The Villupuram Junction–Puducherry (Pondy) branch line is a single electrified railway line run from Viluppuram Junction, where it splits off the Chennai Egmore–Thanjavur main line, and Puducherry.

==History==
The line was originally built in the late nineteenth century and crossed between British and French territory at the Sankaraparani River. It opened on 16 December 1879. The line once had spur to major textile mill in Pondicherry as well as to its port.
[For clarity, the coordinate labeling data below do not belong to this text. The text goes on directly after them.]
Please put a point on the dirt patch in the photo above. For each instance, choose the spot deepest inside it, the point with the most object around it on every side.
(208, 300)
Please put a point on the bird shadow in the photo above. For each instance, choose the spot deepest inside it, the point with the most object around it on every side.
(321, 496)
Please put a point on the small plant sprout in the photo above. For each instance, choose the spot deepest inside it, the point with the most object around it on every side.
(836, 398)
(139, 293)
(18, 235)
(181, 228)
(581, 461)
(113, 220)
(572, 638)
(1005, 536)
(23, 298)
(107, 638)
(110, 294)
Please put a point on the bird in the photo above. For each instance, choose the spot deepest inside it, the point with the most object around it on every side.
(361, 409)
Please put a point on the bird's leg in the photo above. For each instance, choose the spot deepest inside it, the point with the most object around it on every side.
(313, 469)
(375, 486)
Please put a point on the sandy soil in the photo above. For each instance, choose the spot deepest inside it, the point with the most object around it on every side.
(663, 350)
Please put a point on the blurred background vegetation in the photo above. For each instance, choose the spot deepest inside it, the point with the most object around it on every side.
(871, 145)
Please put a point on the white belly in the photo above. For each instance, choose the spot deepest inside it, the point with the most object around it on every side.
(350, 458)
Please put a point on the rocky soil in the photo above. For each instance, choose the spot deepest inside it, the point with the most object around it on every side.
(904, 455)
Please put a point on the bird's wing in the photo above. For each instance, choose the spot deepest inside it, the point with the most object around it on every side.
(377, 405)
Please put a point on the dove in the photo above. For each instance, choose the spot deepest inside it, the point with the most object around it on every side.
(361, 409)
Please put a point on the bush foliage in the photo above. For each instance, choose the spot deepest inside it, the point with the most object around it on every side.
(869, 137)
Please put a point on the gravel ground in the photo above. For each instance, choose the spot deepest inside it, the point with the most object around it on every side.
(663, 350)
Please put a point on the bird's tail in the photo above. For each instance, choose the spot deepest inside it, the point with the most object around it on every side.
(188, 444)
Before broad gauge conversion, trains between Puducherry and Villupuram halted at Palliyaneliyanur.

As of 2019, there were plans to develop the intermediate station infrastructure to increase capacity on the line.

==Services==
The branch line serves superfast express trains bound for Howrah, Bhubaneswar, and New Delhi. There are also standard express trains serving several destinations, and local trains that run among the whole branch line.

==Stations==

| Km | Image | Station | Code | Location | Coordinates | Elevation |
|---|---|---|---|---|---|---|
| 0 |  | Viluppuram Junction | VM | Viluppuram | 11°56′33″N 79°29′59″E﻿ / ﻿11.9426°N 79.4997°E | 44 metres (144 ft) |
| 10 |  | Valavanur | VRA | Viluppuram district | 11°55′05″N 79°34′27″E﻿ / ﻿11.9180°N 79.5742°E | 37 metres (121 ft) |
| 22 |  | Chinna Babu Samudram | CBU | NH 45A, Villupuram district | 11°55′13″N 79°41′12″E﻿ / ﻿11.9203°N 79.6867°E | 23 metres (75 ft) |
| 30 |  | Villianur | VI | NH 45A Sulthanpet, Villianur, Villianur taluk, Puducherry | 11°55′13″N 79°45′30″E﻿ / ﻿11.9202°N 79.7583°E | 11 metres (36 ft) |
| 38 |  | Puducherry | PDY | Pondicherry | 11°55′30″N 79°49′41″E﻿ / ﻿11.9250°N 79.8281°E |  |

===Viluppuram Junction===
Located in Villupuram, Tamil Nadu, Viluppuram Junction railway station is where the branch line connects with the main line and several other branch lines that originate there.

===Valavanur===
Valavanur station is located in the Viluppuram district of the Indian state of Tamil Nadu, India. It was once an import depot for the shipment of peanut oil.

The station consists of 1 platform on a single track. As of 2019 there were plans to expand the station with a line block and siding to accommodate through service trains.

===Chinna Babu Samudram===

Chinna Babu Samudram station is also located in the Viluppuram district. It was a former customs hub between the former British and French territories. The station has three tracks, with a single side platform serving the southernmost track.

===Villianur===

Villianur station serves the town of Villianur. It consists of a single side platform serving a single track. Like with Valavanur station, there are plans to implement a line block at this station.

===Puducherry===
The Puducherry railway station, located in Pondicherry, is the terminus station.